Of course, in real life, consent is everything, the gold and only standard. But in fiction, the most important variable is the consent of the reader. ‘You’ve all probably read those books where the heroine is all: “No, no, no!” and the hero is all: “Oh, but you will! I’ll force you!” and you as the reader are going: “Yes you will!” That’s the reader giving consent,’ Kennedy explained. Part of why dubious consent or forced seduction works is because readers also identify with the hero. ‘When the pirate captain takes the shrinking English virgin, we’re doing that too,’ she said. ‘We want to consume her. We want to seduce somebody. We like being on both sides of that, at least as far as the fantasy.’

As readers, we are drawn to what Kennedy called ‘the dark lure of being overpowered’ – by an alpha male as well as by a good story. Rather than exposing something about female desire, compromised consent in romance novels exposes something about narrative: conflict is what makes a great story. ‘Consent in fiction is psychological dynamite. It’s about subconscious desires and sexual fantasies. It’s not about real life,’ Kennedy emphasised.

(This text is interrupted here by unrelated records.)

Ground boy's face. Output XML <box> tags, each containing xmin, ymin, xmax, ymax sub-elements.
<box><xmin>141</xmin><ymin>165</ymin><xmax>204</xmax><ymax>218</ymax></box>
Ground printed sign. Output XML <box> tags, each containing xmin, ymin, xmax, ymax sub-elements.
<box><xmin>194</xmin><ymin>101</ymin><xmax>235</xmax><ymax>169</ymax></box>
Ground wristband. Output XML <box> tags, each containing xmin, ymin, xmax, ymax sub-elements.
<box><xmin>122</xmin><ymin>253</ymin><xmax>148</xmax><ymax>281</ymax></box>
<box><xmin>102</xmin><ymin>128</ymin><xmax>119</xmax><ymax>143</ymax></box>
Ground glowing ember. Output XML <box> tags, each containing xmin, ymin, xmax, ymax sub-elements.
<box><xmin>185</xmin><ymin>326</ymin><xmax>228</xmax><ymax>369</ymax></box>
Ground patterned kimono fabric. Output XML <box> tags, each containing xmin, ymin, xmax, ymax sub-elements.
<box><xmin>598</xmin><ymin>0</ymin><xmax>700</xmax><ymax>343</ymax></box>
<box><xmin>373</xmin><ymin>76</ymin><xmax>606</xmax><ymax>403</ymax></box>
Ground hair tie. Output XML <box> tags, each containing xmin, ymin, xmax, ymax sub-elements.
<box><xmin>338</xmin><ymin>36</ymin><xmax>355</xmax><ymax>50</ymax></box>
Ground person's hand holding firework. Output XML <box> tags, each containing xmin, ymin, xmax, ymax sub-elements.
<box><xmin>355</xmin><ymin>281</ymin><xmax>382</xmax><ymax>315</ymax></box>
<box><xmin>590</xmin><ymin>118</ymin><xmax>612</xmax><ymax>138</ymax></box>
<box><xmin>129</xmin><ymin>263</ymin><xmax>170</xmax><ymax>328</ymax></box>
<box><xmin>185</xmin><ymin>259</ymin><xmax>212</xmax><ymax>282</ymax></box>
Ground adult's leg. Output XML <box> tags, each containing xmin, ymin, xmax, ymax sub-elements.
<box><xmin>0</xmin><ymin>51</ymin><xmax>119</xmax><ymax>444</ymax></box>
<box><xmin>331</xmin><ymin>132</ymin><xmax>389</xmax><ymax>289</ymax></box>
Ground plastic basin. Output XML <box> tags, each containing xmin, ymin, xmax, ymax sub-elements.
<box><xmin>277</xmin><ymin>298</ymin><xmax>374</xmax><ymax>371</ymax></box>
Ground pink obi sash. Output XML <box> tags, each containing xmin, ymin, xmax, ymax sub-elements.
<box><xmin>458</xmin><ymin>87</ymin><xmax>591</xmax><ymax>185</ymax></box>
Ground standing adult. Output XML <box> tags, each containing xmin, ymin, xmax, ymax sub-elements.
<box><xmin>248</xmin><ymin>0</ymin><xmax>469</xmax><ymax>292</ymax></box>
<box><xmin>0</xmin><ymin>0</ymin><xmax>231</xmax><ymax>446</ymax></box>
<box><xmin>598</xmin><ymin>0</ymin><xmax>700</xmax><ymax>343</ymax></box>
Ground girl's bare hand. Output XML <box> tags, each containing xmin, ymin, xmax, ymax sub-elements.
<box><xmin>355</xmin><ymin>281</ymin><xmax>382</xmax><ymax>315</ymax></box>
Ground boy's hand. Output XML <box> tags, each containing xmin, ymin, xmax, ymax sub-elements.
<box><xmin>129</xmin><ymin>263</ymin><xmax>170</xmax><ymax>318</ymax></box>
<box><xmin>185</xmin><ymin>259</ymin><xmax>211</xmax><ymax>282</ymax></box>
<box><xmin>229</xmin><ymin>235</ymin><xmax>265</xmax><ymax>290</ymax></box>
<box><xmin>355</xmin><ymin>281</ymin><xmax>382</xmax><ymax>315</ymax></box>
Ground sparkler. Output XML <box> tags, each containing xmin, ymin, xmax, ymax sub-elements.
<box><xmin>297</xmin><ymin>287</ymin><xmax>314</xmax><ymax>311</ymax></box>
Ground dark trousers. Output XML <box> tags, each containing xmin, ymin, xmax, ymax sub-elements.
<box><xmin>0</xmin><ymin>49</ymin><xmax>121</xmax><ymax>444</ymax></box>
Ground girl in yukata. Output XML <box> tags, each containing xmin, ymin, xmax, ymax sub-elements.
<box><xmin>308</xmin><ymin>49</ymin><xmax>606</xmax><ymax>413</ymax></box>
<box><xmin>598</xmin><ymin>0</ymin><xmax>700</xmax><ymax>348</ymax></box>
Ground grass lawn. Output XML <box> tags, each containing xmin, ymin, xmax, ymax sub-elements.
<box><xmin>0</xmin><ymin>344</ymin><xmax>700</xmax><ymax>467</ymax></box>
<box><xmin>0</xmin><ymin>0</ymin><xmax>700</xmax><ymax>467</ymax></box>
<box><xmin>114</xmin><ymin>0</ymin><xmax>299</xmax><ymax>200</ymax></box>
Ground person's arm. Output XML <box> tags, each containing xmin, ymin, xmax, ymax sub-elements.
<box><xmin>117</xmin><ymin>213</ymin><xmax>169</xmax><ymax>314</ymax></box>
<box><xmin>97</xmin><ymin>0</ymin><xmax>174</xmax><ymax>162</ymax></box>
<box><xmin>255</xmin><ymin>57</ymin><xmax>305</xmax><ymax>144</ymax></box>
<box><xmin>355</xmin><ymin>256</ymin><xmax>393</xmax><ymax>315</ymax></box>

As if to represent that dark lure of the flesh, RT also had a handful of male models vying for spots on the covers of new books. In a gender inversion of a high-rolling party, they strutted around in shirts with the sleeves cut off, flexing sculpted muscles and flashing brilliant smiles, hoping to catch the eye of publicists and authors. No one paid them much mind, and they seemed symbolic of the tension in romance novels – the centrality of an alpha male in a genre for, by, and about women.